The all liquid-cooled colo facility rush has begun

originally published in The Register

AI and HPC deployments means propping up 250kW densities per rack

With AI and HPC workloads becoming the norm, we can expect a broader push toward high-end power and cooling technologies inside colo facilities.

Companies like Colovore point to next-generation liquid-cooled colocation datacenters like a new one planned for Santa Clara, California, which will support even more powerful systems with rack densities of up to 250kW when it comes online in 2024.

The new facility, located alongside its existing Santa Clara location, will be the company’s latest datacenter specifically designed with power hungry and thermally challenging high-performance compute (HPC) and AI/ML workloads in mind.

“When we opened our doors in 2013, touting 20kW per cabinet in our phase one, many thought power density wasn’t a big issue at the time,” Colovore President Sean Holzknecht said in a statement. “We now support thousands of AI and GPU systems for Fortune 500 companies down to Silicon Valley startups in hundreds of cabinets, each drawing 15-50kW per cab.”

The DGX A100, for instance, crams two 225W 64-core AMD Eypc 2 processors, eight 400W A100 SXM GPUs, nine 200 Gbit/sec NICs, and a terabyte of system memory into a single 5U system that can chug down 6.5kW of power under full load.
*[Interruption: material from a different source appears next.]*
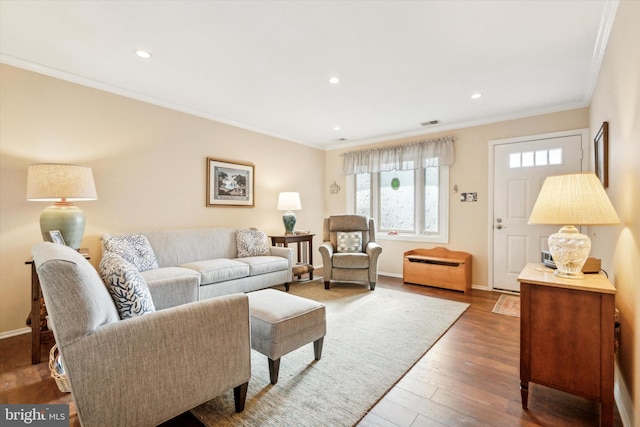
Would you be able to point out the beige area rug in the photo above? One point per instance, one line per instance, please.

Nvidia’s upcoming 8U DGX H100 systems, due out early next year, take that to an even greater extreme at 10.2kWs.

Assuming a standard rack height, Colovore’s 50kW rack budget could support four 10kW systems and still have just enough room for networking. And for customers using direct liquid cooling, the company says it can support rack power budgets up to 250kWs. That would work out to just under 6kW per rack unit.
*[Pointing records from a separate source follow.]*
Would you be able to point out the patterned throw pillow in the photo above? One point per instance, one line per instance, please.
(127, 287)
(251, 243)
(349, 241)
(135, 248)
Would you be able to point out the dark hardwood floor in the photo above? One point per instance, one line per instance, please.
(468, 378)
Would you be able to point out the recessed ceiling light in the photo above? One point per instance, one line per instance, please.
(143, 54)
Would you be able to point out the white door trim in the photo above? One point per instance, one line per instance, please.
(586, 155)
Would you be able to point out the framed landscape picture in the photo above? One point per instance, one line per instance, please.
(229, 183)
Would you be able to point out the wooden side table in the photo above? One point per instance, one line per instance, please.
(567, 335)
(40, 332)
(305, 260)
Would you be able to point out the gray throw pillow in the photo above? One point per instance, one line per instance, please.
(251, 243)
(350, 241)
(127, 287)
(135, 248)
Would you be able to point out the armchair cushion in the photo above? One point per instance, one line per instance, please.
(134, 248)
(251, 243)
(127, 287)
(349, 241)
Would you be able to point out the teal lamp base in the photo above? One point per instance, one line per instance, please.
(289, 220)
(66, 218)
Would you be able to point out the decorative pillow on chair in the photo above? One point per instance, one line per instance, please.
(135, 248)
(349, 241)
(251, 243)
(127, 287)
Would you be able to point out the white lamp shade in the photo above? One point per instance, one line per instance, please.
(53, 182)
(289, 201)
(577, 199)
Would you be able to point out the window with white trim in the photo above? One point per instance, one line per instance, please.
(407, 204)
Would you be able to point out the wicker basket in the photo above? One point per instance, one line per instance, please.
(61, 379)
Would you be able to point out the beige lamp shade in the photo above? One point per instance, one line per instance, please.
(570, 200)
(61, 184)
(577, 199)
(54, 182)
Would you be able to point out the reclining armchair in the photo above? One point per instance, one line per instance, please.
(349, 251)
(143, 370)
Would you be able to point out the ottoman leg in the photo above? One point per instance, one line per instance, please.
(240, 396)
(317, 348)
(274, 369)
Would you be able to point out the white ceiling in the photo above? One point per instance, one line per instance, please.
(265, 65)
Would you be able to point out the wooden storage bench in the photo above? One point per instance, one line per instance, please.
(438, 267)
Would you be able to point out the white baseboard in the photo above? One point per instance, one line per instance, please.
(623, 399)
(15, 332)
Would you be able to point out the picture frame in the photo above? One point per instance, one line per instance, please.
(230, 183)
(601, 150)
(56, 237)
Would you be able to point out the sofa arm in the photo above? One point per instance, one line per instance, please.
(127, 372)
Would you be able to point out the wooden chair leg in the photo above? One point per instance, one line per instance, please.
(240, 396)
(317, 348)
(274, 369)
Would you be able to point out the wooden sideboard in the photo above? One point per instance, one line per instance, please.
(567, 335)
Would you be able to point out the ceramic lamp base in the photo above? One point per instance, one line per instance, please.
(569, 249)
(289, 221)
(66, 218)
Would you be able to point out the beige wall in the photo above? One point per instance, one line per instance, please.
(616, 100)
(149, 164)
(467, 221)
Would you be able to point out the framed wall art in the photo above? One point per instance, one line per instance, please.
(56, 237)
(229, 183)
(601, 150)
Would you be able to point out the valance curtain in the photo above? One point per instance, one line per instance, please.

“Our high-density datacenters allow customers to pack their racks full from top to bottom due to the robust power and cooling infrastructure we deliver. This reduces the total amount of space required, resulting in far lower monthly operating costs and capex, while significantly increasing IT operating efficiency and scalability,” Colovore co-founder Ben Coughlin said.
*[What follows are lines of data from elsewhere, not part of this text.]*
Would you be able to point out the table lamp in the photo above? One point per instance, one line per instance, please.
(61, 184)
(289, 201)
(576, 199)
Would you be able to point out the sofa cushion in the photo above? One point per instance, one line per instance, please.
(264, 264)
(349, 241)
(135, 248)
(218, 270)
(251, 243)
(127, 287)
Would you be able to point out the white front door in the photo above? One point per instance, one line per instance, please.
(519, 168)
To achieve these densities, Colovore is using a combination of direct-to-chip liquid cooling (DLC) — a technology that’s becoming increasingly common among server OEMs to pack hotter components into smaller chassis — and rear-door heat exchangers.

DLC systems are rather straightforward, trading large, heavy copper heat sinks and high-pressure fans for low-profile cold plates and tubing to carry coolant to each of the components. This allows systems to be built far more densely than traditional air-cooled systems, while removing the fans can reduce power consumption by 13-20 percent.

Heat from these systems are carried to rear-door heat exchangers, which are comprised of several large fans and a radiator — not unlike the one you’d find in a car — that attaches to the back of the server rack.

Colovore claims its approach allows it to operate at a power usage efficiency (PUE) of 1.1, a metric that describes how much of the power used by a datacenter actually goes toward compute, storage, or networking equipment. The closer the PUE to 1.0, the more efficient the facility.

The colo company expects to begin leasing space in the facility starting in the first quarter of 2024, just in time for a new generation of high-wattage chips to reach volume production. ®